For the first time, researchers have succeeded in transplanting neurons from a damaged part of a mouse brain successfully. This could be a major breakthrough for so-called regenerative medicine – that is cultivating organs outside the body using the patient’s own stem cells.
The researchers used embryonic neurons from mice, cells that begun as nerve cells, but not yet integrated into a network of cells. Mice with local damage in the visual cortex received these young nerve cells.
The researchers then followed the mice closely over time to see how each cell developed and at which stage it was in. The cells were fully integrated into the brain after 9-15 weeks. Since the visual cortex process information from our eyes, the mice were again receiving and processing visual information.

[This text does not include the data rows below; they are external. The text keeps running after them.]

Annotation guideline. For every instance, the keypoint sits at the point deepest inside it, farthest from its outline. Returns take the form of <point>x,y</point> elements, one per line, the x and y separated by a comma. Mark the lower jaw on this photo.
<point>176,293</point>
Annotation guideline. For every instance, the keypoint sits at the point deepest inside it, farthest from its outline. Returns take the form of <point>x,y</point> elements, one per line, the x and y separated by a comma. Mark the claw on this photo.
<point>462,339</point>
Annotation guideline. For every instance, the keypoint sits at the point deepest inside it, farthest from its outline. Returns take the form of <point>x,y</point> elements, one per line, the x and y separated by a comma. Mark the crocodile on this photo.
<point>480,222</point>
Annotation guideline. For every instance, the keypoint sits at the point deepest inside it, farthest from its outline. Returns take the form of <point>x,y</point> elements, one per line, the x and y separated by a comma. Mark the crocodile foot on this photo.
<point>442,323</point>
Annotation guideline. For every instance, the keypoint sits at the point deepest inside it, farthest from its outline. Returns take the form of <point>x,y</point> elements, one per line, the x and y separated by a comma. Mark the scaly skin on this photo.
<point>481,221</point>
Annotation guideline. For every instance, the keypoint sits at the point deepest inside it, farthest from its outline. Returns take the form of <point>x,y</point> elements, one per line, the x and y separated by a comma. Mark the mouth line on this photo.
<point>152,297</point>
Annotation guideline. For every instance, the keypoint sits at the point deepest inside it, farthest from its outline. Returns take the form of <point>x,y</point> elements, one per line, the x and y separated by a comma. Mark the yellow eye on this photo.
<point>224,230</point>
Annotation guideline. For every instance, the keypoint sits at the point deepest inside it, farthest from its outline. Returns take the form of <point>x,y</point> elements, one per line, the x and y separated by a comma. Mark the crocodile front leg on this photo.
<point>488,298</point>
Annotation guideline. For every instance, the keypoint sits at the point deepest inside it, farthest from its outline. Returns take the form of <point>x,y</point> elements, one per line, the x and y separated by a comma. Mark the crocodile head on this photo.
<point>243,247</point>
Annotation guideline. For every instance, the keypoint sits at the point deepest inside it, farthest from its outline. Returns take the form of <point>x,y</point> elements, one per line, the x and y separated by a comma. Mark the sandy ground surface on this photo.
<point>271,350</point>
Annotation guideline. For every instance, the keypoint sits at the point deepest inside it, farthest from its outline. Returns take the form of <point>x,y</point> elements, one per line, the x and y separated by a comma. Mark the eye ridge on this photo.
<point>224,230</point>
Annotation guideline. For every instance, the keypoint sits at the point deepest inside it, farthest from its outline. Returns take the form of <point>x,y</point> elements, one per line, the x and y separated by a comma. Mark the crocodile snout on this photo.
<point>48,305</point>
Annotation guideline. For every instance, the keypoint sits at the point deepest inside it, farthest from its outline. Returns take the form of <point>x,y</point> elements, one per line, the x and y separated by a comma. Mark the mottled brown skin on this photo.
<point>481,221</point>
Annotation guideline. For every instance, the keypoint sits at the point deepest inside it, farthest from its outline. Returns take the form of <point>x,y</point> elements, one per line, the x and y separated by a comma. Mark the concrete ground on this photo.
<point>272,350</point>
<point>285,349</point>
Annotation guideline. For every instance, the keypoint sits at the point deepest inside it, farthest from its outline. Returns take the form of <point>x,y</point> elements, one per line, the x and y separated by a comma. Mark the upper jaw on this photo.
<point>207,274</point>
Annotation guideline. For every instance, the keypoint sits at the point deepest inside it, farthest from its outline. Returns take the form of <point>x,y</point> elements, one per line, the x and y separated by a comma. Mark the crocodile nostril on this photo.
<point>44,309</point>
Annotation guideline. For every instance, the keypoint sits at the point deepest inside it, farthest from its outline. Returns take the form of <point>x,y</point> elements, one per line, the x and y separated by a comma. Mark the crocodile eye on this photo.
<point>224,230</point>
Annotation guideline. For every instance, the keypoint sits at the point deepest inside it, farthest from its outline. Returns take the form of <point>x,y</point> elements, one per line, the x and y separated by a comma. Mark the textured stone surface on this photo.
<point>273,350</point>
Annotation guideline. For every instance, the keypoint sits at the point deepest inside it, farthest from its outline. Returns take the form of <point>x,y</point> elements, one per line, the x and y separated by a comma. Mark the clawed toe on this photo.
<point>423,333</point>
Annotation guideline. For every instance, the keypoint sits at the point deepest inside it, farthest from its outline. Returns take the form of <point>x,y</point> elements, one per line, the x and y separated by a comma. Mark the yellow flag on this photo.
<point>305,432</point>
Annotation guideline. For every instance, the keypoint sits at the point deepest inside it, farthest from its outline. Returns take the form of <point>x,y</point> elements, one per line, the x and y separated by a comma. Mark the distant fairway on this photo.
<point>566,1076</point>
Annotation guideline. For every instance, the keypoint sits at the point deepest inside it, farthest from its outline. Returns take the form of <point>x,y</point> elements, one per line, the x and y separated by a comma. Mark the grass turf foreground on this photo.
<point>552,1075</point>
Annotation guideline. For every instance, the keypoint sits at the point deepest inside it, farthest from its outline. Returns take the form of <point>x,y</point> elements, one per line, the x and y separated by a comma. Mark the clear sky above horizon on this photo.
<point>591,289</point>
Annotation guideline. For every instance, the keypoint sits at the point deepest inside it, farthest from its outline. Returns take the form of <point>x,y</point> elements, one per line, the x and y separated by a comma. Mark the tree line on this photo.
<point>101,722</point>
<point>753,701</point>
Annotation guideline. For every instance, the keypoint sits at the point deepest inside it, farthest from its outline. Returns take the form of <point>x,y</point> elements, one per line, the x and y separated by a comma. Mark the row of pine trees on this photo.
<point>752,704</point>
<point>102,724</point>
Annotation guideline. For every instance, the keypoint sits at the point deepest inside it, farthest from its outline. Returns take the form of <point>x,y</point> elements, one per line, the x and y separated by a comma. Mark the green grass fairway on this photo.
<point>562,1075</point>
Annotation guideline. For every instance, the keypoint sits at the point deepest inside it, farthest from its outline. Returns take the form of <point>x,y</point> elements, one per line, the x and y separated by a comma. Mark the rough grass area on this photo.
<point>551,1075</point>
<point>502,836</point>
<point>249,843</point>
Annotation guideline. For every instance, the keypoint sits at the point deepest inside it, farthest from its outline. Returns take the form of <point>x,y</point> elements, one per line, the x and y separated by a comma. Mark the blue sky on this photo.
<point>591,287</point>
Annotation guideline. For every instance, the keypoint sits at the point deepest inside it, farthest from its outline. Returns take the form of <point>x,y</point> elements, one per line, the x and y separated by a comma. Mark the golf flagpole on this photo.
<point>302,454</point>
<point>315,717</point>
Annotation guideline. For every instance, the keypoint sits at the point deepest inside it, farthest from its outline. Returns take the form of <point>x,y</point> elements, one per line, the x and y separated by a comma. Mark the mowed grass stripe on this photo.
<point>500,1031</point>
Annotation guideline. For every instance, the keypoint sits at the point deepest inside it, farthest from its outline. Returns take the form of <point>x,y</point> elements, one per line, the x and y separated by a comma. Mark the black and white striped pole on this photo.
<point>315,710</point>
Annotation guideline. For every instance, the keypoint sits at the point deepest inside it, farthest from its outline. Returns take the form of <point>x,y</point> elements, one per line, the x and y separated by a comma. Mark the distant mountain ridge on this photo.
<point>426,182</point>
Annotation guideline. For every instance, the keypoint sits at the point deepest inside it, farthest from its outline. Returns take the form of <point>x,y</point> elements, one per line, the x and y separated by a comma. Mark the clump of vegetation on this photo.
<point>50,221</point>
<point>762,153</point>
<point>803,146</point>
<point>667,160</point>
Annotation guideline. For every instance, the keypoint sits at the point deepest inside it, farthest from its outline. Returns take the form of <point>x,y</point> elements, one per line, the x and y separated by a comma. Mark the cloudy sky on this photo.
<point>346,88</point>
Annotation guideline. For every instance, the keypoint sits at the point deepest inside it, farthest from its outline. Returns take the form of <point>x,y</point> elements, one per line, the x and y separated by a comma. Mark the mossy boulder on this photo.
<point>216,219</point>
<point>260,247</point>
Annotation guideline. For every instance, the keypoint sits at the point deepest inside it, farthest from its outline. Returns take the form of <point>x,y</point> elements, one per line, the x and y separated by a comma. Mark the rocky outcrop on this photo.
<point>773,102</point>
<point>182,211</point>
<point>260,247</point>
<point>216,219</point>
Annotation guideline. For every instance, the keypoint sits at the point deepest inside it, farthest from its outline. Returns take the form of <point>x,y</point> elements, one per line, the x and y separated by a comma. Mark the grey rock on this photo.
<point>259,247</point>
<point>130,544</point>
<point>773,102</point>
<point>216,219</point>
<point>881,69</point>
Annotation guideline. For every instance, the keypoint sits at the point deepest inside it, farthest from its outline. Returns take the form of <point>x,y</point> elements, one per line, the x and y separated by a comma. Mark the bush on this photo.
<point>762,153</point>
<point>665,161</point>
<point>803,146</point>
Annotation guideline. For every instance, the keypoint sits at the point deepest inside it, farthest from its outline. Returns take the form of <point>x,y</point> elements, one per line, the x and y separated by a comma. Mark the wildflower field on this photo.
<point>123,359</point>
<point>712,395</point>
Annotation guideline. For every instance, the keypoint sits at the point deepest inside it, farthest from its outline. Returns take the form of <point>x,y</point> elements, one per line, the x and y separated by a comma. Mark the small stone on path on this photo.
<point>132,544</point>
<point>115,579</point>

Previous similar transplantation experiments have been using stem cells, but not the same integration. Being stem cells, they first need guidance to become neurons and then go from nerve cell to nerve cell specialized – a process that appears to be significantly more difficult.
This new study indicates that embryonic nerve cells are probably easier to integrate into a new nerve system. Probably since they are already the right kind of neurons and are actively looking for a nerve system to “hook up”.
It could be a very important step towards a future of artificially cultivated organs for transplantation. But despite this successful transplantation, there remains much research before it is something that may be applicable to humans. To begin with, we need embryonic nerve cells, which means that we need an embryo.
Similar transplantations are actually performed today already, in patients with Parkinson’s disease. A specific type of stem cell from aborted embryos are used, these nerve cells appear to inhibit some adverse effects of the disease.
A stem cell is a cell which can become any cell and right now a lot of research are invested into making stem cells develop into any particular cell needed.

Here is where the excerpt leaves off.